是的。你好，丹，感謝您參與並提出問題。嗯，當然，我們希望繼續推進這兩個項目，但我們將讓數據來推動我們的決策。我們必須考慮每種藥物的商業潛力，例如急性與慢性治療、競爭環境等。它還將取決於與 FDA 的互動以及我們為這兩個項目籌集適當資金的能力。

Got you. Okay. And then you have a SBIR grant for, I think $3 million for universal flu vaccine program. Can you talk about the status of that?

明白你了。好的。然後你會獲得 SBIR 撥款，我認為是 300 萬美元，用於通用流感疫苗計劃。您能談談它的現狀嗎？

Sure. This is a collaborative research program with the Cleveland Clinic, it's well underway. Although the goal of the program is to develop an IND-ready vaccine, that's probably three years away. Initial work is focused on developing formulations. And once we've completed this formulation work, we'll begin animal testing.

當然。這是與克利夫蘭診所的合作研究項目，目前正在順利進行中。儘管該計劃的目標是開發一種可用於 IND 的疫苗，但這可能還需要三年的時間。最初的工作重點是開發配方。一旦我們完成了這個配方工作，我們就會開始動物測試。

It's important to say that the program underscores the recognition of our technology with entities such as the NIH and our ability to create Thin Film Freezing formulations, which can be applied broadly, including in this program for universal off-the-shelf vaccine. And it's also a perfect example of the potential for additional non-dilutive financing.

重要的是，該計劃強調了 NIH 等實體對我們技術的認可，以及我們創造薄膜冷凍配方的能力，該配方可廣泛應用，包括在通用現成疫苗的計劃中。這也是額外非稀釋性融資潛力的完美例子。

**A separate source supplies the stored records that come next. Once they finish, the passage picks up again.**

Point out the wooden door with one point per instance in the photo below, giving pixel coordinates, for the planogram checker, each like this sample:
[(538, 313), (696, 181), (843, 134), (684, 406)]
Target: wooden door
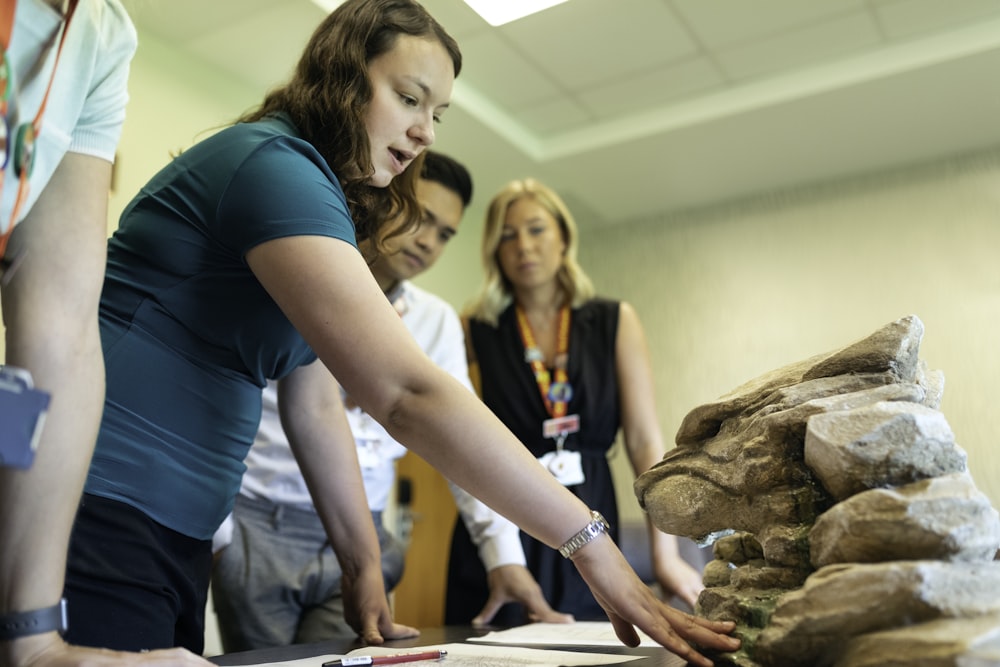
[(418, 600)]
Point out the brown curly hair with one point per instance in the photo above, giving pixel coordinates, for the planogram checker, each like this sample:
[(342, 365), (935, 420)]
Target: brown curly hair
[(329, 93)]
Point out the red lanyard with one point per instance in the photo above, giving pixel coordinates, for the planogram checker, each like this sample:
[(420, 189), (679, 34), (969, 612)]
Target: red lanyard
[(556, 394), (20, 141)]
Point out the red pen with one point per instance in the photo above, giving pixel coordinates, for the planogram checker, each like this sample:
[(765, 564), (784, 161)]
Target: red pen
[(364, 660)]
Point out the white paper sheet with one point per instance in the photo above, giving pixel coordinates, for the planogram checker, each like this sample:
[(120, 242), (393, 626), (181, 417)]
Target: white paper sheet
[(582, 633), (470, 655)]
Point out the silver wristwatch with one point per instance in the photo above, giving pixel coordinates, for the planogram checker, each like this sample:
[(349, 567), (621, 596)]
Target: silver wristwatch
[(598, 524)]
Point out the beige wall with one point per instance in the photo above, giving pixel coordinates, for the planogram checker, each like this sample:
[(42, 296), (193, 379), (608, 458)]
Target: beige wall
[(731, 292)]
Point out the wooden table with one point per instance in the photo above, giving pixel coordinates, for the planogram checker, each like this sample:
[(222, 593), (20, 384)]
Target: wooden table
[(651, 657)]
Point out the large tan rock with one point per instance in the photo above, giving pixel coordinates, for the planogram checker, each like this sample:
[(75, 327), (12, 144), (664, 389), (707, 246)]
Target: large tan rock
[(809, 626), (943, 518), (964, 642)]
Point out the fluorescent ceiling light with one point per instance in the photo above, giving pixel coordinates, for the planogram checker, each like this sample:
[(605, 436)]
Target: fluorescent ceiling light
[(498, 12), (328, 5)]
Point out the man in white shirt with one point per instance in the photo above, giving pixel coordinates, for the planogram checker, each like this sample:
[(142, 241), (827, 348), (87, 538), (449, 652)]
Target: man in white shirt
[(276, 579)]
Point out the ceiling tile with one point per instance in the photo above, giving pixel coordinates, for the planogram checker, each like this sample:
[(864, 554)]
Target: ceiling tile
[(457, 18), (267, 61), (724, 23), (916, 17), (652, 89), (586, 42), (493, 68), (816, 43), (559, 115)]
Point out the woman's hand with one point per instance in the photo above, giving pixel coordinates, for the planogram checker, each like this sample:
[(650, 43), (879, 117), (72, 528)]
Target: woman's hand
[(630, 604), (366, 608), (49, 650)]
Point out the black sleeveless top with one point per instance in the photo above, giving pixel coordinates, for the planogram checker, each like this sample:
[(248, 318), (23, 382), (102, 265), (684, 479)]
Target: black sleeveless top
[(510, 390)]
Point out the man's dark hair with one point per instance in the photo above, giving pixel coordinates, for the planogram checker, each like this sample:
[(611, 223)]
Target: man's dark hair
[(450, 173)]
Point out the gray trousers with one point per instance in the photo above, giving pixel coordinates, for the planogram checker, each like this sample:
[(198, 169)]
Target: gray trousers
[(278, 581)]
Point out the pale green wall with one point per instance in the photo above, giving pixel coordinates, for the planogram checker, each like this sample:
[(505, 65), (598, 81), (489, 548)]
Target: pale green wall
[(733, 292)]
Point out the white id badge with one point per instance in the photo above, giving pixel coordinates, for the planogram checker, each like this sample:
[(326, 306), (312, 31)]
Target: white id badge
[(22, 414), (565, 465)]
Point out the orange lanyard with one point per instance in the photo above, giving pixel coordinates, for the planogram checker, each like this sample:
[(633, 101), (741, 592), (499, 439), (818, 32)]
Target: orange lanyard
[(556, 394), (21, 149)]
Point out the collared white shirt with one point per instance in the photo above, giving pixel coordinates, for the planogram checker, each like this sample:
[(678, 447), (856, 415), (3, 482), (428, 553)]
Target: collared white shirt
[(273, 474)]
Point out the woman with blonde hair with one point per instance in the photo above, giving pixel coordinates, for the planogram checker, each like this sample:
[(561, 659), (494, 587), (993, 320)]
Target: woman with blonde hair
[(565, 370)]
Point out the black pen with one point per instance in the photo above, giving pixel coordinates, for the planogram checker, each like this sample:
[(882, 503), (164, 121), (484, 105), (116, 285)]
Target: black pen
[(364, 660)]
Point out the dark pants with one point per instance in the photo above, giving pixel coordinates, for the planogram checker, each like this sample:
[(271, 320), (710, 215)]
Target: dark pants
[(133, 584)]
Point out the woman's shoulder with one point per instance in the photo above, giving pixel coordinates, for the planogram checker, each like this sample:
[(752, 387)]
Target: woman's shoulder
[(599, 305)]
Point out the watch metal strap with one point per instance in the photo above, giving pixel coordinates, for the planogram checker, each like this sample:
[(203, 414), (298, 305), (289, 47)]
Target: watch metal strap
[(25, 623), (598, 524)]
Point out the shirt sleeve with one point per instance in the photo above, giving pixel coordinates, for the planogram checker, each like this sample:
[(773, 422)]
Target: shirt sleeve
[(100, 123)]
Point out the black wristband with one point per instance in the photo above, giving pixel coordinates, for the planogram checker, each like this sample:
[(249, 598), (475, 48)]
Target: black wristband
[(24, 623)]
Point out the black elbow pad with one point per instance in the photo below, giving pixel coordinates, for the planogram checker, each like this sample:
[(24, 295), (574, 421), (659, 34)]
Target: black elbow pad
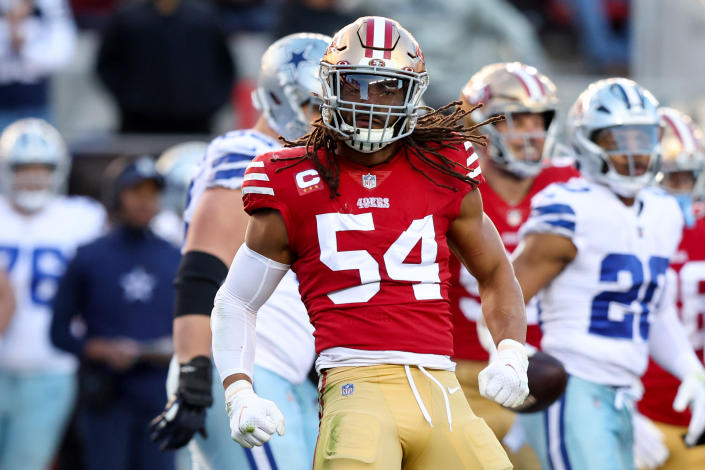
[(197, 280)]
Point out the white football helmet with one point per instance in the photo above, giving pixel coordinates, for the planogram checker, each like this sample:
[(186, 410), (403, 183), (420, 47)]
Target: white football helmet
[(622, 112), (288, 80), (508, 88), (682, 149), (33, 141), (372, 55)]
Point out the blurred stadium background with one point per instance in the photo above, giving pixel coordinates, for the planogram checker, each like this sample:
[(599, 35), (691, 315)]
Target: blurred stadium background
[(654, 42), (574, 42)]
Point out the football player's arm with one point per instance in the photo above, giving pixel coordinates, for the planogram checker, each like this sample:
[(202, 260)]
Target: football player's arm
[(258, 267), (476, 241), (539, 258), (474, 238), (670, 347), (7, 301), (216, 231)]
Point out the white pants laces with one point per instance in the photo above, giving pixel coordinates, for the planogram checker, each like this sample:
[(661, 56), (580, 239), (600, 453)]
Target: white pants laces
[(420, 402)]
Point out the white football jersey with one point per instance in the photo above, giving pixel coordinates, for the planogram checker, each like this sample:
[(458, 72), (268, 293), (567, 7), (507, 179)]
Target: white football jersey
[(595, 314), (285, 342), (35, 250)]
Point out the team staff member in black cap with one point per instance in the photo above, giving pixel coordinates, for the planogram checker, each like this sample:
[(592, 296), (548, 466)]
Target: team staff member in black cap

Got you. Okay. Thanks, guys. Appreciate the update, that's all from me.

明白你了。好的。多謝你們。感謝更新，這都是我的。

Thank you. Thanks, Dan.

謝謝。謝謝，丹。

Thank you. There are no further questions at this time, I will now hand the call back to Harlan for closing remarks.

謝謝。目前沒有其他問題，我現在將把電話轉回給哈倫進行結束語。

Well, once again, I appreciate all the participants in today's call and hearing our update, particularly appreciate the support of our investors who have had faith in us, and we're looking forward to presenting the initial data from our clinical programs at the end of the year. Thank you and good evening.

好吧，我再次感謝今天電話會議的所有參與者並聽取了我們的最新消息，特別感謝對我們有信心的投資者的支持，我們期待著在最後展示我們臨床項目的初步數據今年的。謝謝你，晚上好。

Thank you. Ladies and gentlemen, the conference has now ended. Thank you all for joining, and you may all disconnect.

謝謝。女士們、先生們，會議現已結束。感謝大家的加入，大家可以斷開連線。